CORE CIVIC INC., et al.,
Defendants.
No. 3:17-cv-01082
CHIEF JUDGE CRENSHAW
ORDER AND MEMORANDUM
By Order and accompanying Memorandum entered on August 11, 2017, the Court granted
the Plaintiff’s application to proceed in forma pauperis, dismissed the Plaintiff’s claims under 42
U.S.C. § 1983 against Defendants Jane Doe and f/n/u Andrews, and directed process to issue on the
Plaintiff’s § 1983 claims against Defendants Core Civic, f/n/u Rychen, Darrell Jones, f/n/u Hebron,
f/n/u Carter, and f/n/u Sowers. (Doc. Nos. 4 and 5).

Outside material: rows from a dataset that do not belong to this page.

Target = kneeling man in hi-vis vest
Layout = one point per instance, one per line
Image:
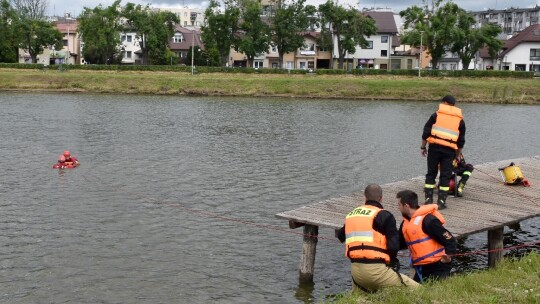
(371, 243)
(429, 243)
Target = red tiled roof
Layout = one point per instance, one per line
(530, 34)
(384, 21)
(65, 26)
(186, 43)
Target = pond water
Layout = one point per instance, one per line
(176, 197)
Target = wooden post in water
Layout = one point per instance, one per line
(309, 248)
(495, 242)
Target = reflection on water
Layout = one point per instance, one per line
(176, 196)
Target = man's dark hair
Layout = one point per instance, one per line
(373, 192)
(449, 99)
(408, 197)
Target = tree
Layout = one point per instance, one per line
(348, 27)
(36, 35)
(154, 31)
(434, 24)
(32, 9)
(468, 40)
(8, 32)
(100, 30)
(254, 36)
(288, 24)
(220, 28)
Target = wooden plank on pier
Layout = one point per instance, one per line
(487, 204)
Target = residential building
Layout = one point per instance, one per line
(519, 53)
(131, 50)
(182, 41)
(511, 20)
(382, 51)
(184, 14)
(71, 50)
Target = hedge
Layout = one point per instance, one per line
(206, 69)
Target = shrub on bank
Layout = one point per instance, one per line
(512, 281)
(236, 70)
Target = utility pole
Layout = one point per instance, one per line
(193, 17)
(420, 57)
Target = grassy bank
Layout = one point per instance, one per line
(513, 281)
(481, 90)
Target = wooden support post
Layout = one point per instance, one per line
(495, 242)
(309, 248)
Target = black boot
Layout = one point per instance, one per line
(461, 185)
(441, 200)
(429, 196)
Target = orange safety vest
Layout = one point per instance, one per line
(424, 249)
(361, 240)
(445, 130)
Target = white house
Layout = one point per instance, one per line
(521, 52)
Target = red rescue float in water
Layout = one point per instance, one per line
(66, 161)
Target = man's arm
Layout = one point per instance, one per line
(427, 127)
(340, 234)
(461, 138)
(434, 228)
(402, 241)
(385, 223)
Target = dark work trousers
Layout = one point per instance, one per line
(440, 155)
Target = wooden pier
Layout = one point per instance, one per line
(487, 205)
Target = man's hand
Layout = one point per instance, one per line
(446, 259)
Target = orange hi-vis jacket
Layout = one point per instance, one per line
(361, 240)
(424, 249)
(445, 130)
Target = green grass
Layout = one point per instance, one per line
(382, 87)
(512, 281)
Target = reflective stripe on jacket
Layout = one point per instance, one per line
(424, 249)
(361, 240)
(445, 130)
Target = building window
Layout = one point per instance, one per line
(520, 67)
(178, 37)
(370, 44)
(535, 54)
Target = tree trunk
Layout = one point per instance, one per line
(466, 63)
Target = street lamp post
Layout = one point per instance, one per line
(192, 16)
(420, 57)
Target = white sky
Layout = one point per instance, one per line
(75, 7)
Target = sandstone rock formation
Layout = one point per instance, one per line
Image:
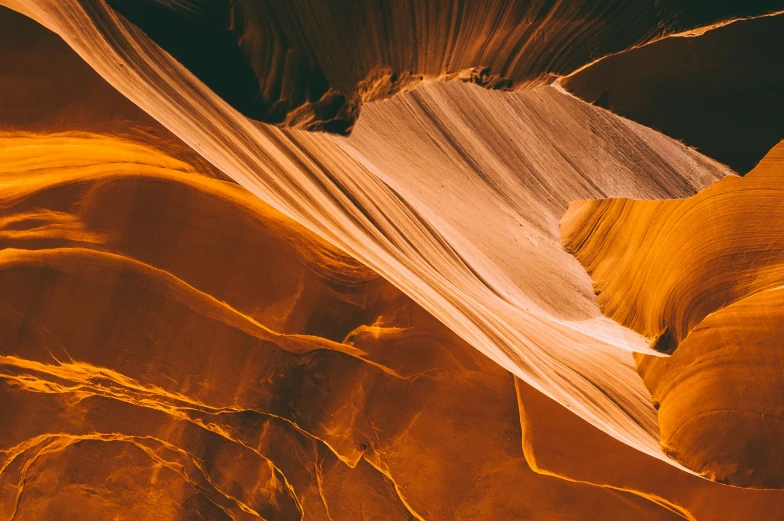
(719, 91)
(205, 316)
(701, 278)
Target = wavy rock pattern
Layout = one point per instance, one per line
(689, 275)
(310, 64)
(206, 317)
(719, 91)
(117, 347)
(583, 362)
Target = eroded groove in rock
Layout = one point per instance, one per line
(584, 363)
(113, 352)
(310, 64)
(719, 91)
(700, 278)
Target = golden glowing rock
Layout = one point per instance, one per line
(700, 277)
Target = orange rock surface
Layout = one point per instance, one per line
(701, 278)
(209, 313)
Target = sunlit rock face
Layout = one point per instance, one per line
(719, 91)
(208, 316)
(701, 278)
(311, 64)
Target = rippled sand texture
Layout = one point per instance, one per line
(482, 299)
(274, 378)
(702, 279)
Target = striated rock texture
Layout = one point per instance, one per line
(310, 64)
(720, 91)
(384, 218)
(204, 316)
(701, 278)
(140, 383)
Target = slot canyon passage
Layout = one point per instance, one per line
(391, 260)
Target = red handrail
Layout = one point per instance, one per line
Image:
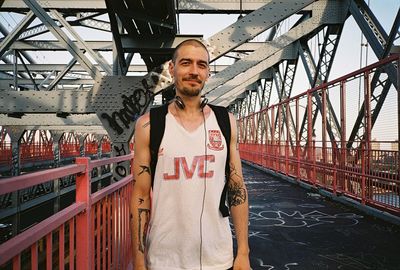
(100, 222)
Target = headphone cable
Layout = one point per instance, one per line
(204, 190)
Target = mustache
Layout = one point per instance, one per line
(192, 78)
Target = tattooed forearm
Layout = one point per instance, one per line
(237, 194)
(146, 124)
(143, 220)
(144, 169)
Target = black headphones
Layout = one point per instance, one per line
(181, 105)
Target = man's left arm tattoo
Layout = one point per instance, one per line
(143, 219)
(236, 191)
(145, 169)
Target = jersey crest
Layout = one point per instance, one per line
(215, 140)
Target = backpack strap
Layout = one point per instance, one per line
(222, 115)
(157, 127)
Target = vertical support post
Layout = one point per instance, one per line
(267, 155)
(343, 155)
(82, 145)
(57, 135)
(279, 137)
(273, 146)
(15, 70)
(297, 139)
(368, 127)
(287, 138)
(310, 142)
(398, 118)
(324, 159)
(121, 169)
(84, 247)
(15, 134)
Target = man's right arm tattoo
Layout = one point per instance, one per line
(236, 191)
(143, 224)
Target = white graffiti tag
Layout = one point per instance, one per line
(297, 219)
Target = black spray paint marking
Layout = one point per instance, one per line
(297, 219)
(120, 170)
(133, 107)
(271, 267)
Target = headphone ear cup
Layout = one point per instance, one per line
(179, 102)
(203, 103)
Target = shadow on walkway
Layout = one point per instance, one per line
(294, 228)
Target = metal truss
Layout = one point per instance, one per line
(319, 74)
(113, 103)
(382, 79)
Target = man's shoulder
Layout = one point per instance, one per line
(143, 121)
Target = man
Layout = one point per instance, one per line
(179, 225)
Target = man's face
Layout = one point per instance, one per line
(190, 70)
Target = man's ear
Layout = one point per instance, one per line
(171, 68)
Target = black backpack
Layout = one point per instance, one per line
(157, 127)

Subsequently, the Plaintiff filed a motion to
amend or alter judgment (Doc. No. 7) in which he asks the Court to alter or amend its decision to
dismiss the Plaintiff’s claims against Defendants Doe and Andrews and “permit [the Plaintiff] to
amend his complaint to include more specific allegations against Defs. Jane Doe and Andrews . .
. .” (Id. at 11-12).
Motions to alter or amend judgment may be granted if there is a clear error of law, newly
discovered evidence, an intervening change in controlling law, or to prevent manifest injustice. Fed.
R. Civ. P. 59(e); Intera Corp. v. Henderson, 428 F.3d 605, 620 (6th Cir. 2005). Motions to alter or
amend a judgment must be filed no later than 28 days after the entry of judgment. Fed. R. Civ. P.
59(e). Here, the Plaintiff’s motion to alter or amend was timely filed.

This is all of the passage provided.